Él sacudió la cabeza y volvió a hipar.
Elsbeth dedicó a Satén una mirada pagada de sí misma y se inclinó sobre Dhamon.
—¿Y si te los quitas por mí, cariño? Tal vez aprecias a una mujer con unos cuantos años, una que no esté tan huesuda. La experiencia es mejor que la juventud, ya sabes. Como el buen vino, mejoro con la edad.
—Y luego se convierte en desagradable vinagre —susurró la ergothiana en voz tan baja que sólo Dhamon la oyó.
—No. —Sacudió la cabeza con tozudez e hizo intención de levantarse de la cama, pero Elsbeth lo mantuvo tumbado—. Creo que seguiré con los pantalones puestos, muchas gracias.
La mujer de más edad profirió un sonido gutural, que fue rápidamente copiado por Satén.
—Eres un tipo raro —musitó la joven—. Tú mantenlo quieto —indicó a Elsbeth—, y yo iré a traerle a nuestro verdugo de dracs algo que le libere de sus inhibiciones. Le gustaba aquel ron especiado, ¿verdad? A lo mejor al príncipe heredero y a nuestras hermanas de allí también les gustaría otro trago.
La sensual ergothiana se arrastró fuera de la cama, agarró la túnica de Dhamon y se la puso. Dirigió una ojeada al lecho situado al otro extremo de la habitación; luego, se volvió para guiñar un ojo a Elsbeth antes de desaparecer por la puerta.

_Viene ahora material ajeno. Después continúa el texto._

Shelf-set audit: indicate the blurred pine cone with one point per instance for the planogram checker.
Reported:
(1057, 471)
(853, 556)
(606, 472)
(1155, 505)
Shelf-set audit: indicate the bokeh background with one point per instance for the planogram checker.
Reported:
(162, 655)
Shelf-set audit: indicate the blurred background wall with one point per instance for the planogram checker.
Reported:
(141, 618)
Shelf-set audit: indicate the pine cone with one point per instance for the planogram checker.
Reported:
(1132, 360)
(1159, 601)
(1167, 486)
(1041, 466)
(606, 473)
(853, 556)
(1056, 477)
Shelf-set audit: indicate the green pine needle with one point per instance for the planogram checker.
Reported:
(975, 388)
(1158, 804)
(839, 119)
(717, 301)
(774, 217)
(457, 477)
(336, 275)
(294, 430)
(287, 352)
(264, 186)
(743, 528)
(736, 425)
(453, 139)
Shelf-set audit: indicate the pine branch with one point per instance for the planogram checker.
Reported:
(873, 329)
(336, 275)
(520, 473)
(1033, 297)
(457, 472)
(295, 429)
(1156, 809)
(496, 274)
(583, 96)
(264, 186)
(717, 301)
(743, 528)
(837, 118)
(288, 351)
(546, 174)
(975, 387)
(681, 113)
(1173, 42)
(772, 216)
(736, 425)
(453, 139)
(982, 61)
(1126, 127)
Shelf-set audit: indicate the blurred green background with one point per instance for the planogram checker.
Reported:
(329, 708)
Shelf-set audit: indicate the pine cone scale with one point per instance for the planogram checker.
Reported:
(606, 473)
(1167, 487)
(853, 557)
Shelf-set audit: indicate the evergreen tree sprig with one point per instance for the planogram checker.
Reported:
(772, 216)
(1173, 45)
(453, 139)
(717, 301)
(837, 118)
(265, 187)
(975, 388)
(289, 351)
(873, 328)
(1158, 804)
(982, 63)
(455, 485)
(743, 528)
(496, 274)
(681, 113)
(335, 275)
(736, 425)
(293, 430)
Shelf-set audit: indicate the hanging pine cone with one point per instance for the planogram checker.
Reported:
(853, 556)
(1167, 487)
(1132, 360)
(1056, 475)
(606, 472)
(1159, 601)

Elsbeth acarició la mancha de pasta roja que había dejado sobre el hombre.
—Serías muy guapo, señor Dhamon Evran Fierolobo, si te limpiaras un poco. Todo elegante con esa bonita espada… —Se volvió para contemplar el arma enfundada en la vaina que colgaba de la cabecera de la cama. La empuñadura de la espada tenía forma de pico de halcón—. Apuesto a que es valiosa.
Bajó la mano hacia un morral que había sido empujado a medias bajo la cama.
—También esto. Lo oí tintinear cuando lo dejaste caer, como si hubiera muchas monedas en su interior.
—No son monedas —respondió Dhamon, tajante—. Son gemas. Hay una buena cantidad de ellas.
—También tenemos una buena gema aquí —se escuchó decir a una voz aguda desde el otro lado de la estancia, pero quien hablaba quedaba oculto por la sábana—: el príncipe heredero y lo que lleva puesto. Tiene un enorme diamante colgado alrededor del cuello.